A 12-year-old girl abducted from her home in Dompierre, Orne, has been found safe and unharmed in Montbert, Loire-Atlantique, approximately 200 kilometers from where she disappeared. The successful recovery occurred on Thursday, September 25, 2025, following the activation of France's national abduction alert system earlier that afternoon. Authorities confirmed the child was located with a 34-year-old male suspect who was immediately taken into custody by gendarmes around 6 p.m.
The abduction alert was triggered at approximately 3 p.m. on Thursday after the girl, identified as Lucie Fontaine, was reported missing from her residence the previous evening around 10:30 p.m. Her mother and stepfather had noticed her absence from their home, while her father separately confirmed during police questioning that he had no knowledge of his daughter's whereabouts. The alert system mobilized law enforcement resources nationwide to locate the missing minor.

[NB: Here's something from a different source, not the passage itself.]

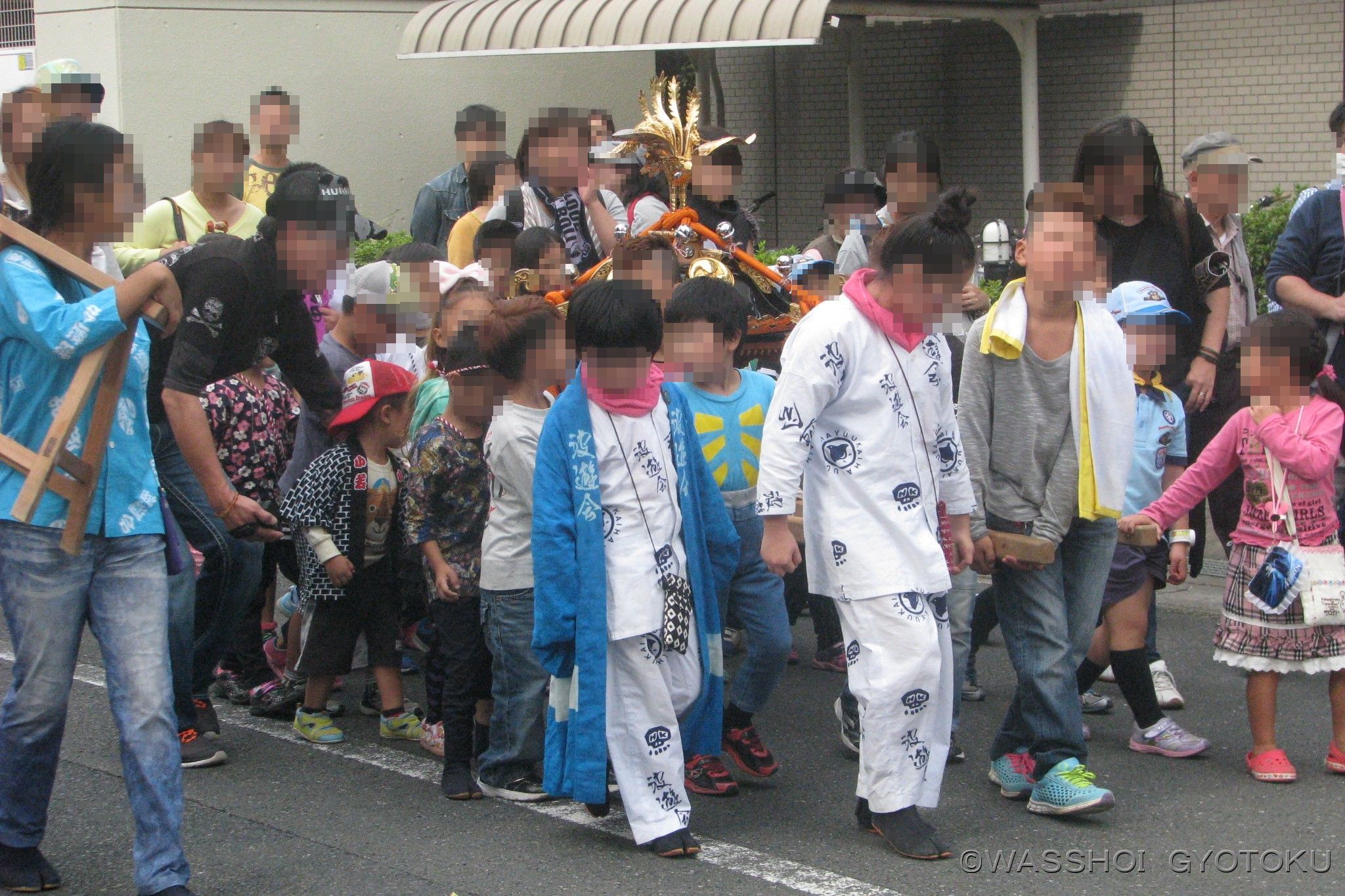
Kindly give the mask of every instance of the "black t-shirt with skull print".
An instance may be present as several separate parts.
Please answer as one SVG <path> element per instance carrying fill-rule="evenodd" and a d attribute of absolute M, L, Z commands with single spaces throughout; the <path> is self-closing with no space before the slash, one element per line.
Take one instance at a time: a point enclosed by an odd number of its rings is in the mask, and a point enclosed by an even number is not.
<path fill-rule="evenodd" d="M 317 333 L 303 296 L 276 269 L 264 236 L 221 238 L 164 259 L 182 290 L 182 324 L 149 353 L 149 422 L 164 420 L 161 391 L 200 395 L 210 383 L 270 357 L 316 411 L 340 407 L 340 383 L 317 355 Z"/>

Charles Foury, the 34-year-old suspect apprehended with the child, is reportedly a friend of Lucie's father and has prior criminal convictions including domestic violence and offenses against minors under 15 years old, along with repeated death threats. According to judicial authorities from the Caen prosecutor's office, the investigation revealed existing relationships between the minor and her father's friend. Foury has been placed in police custody facing charges of arrest, abduction, and arbitrary detention of a minor under 15 years old.

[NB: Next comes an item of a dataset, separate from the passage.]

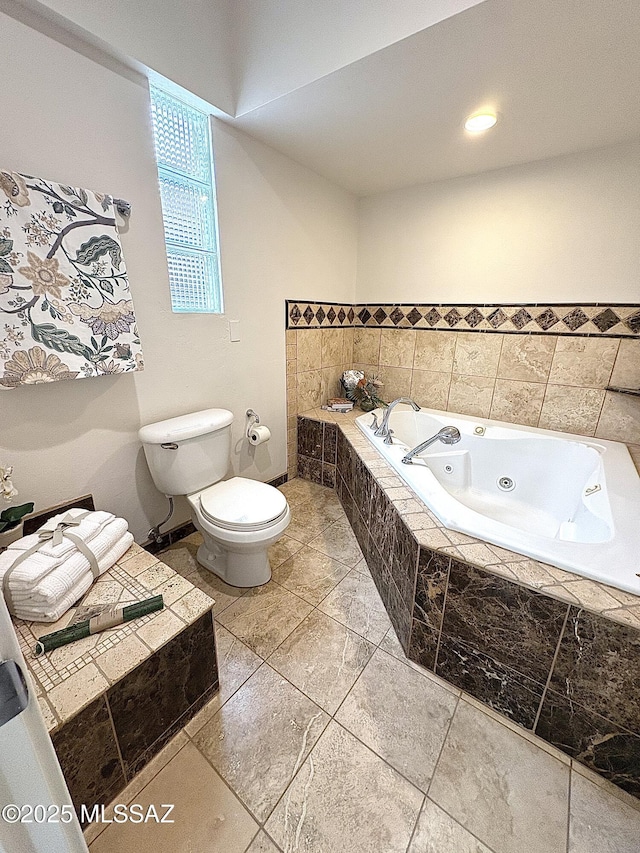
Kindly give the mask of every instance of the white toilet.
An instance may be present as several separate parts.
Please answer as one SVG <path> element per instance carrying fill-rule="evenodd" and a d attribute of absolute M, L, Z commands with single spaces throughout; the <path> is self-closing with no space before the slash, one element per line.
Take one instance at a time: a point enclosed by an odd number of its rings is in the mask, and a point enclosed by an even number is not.
<path fill-rule="evenodd" d="M 229 467 L 233 415 L 206 409 L 142 427 L 138 437 L 157 488 L 186 495 L 204 542 L 198 562 L 232 586 L 258 586 L 271 577 L 267 549 L 291 515 L 282 492 L 233 477 Z M 221 482 L 222 481 L 222 482 Z"/>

France's abduction alert system, modeled after the American Amber Alert established in Texas in 1996, has been activated approximately thirty times since its implementation in February 2006. The system has now successfully contributed to the recovery of thirty-six children, including Lucie's case. The prosecutor's office in Argentan confirmed that the widespread dissemination of the alert directly led to locating both the suspect and the minor, demonstrating the effectiveness of the national emergency response mechanism for child protection cases.